The final poem written by Sylvia Path prior to her death is called “Event”. In this poem she seems to be reminiscing all that is of importance in her life. “ The moonlight, that chalk cliff, In whose rift we lie.” She talks about two cliffs outside her window, which symbolize her and her husband. Plath shows that she cannot bear with the Childs’ cry. She describes the cry of an owl that symbolizes harbinger of death. In this poem she tries to reveal her death wish, she is not satisfied with herself and with what she has.

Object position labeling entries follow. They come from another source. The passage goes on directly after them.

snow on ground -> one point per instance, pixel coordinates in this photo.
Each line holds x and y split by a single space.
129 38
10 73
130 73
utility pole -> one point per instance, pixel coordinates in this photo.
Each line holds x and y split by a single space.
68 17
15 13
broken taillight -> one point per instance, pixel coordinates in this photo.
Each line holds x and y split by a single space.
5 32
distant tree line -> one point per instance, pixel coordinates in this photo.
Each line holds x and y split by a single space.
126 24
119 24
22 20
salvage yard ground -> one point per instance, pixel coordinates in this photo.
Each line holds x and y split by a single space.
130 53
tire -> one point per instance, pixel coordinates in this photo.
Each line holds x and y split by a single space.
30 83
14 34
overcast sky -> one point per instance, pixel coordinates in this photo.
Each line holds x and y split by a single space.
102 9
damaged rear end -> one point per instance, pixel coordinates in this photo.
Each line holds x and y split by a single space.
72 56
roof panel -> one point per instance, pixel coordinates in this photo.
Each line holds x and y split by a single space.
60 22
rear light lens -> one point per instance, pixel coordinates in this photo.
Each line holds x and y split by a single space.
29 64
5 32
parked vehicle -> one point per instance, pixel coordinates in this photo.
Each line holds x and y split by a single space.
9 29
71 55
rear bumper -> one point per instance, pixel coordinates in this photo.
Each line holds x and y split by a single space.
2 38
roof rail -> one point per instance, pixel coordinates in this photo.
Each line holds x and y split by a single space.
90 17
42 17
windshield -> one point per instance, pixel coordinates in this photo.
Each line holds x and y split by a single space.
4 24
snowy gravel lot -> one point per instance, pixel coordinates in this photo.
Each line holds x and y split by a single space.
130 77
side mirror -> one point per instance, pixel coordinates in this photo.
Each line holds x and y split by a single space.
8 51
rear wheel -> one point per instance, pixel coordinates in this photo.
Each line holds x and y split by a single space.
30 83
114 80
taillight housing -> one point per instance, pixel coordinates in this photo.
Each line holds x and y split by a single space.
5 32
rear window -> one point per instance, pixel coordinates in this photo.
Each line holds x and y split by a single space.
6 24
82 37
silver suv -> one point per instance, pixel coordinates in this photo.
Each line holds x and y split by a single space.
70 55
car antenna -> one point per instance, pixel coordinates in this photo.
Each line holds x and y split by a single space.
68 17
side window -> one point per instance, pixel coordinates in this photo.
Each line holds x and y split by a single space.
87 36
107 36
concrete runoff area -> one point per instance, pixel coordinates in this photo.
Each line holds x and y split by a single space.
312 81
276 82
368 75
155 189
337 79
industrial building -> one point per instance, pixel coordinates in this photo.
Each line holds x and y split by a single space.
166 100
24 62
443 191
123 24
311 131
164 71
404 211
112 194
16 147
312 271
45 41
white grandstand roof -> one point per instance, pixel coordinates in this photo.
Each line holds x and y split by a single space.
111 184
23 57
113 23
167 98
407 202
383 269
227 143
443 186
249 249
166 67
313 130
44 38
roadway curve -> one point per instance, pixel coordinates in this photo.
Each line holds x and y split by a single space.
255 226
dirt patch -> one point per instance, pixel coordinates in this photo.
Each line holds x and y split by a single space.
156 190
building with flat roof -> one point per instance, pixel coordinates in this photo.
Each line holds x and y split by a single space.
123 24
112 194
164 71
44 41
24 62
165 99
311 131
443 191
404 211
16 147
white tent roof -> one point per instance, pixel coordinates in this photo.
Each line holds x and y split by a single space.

Plath's brilliance can be fully viewed in the Ariel poems; it was not the experiences that wrote the poems but rather the true poet that wrote them. Robert Lowell
explains how Plath uses her poetry by saying, “her art’s immortality is life’s disintegration.” Plath achieved in poems what she thought she could not or did not
achieve in life: the ability to do what she wanted. She lived her fantasies through her writing, and solved the problems she had in her life through her work. Lowell writes,
“there is a peculiar, haunting challenge to these poems. Probably many, after reading Ariel, will recoil from their first overawed shock, and painfully wonder why so much of it leaves them feeling empty, evasive and inarticulate.”
To fully understand her poems and the meanings of her metaphors and the symbols she uses a reader should first examine her life. She uses her imaginative inner world to create remarkable and authentic poetry.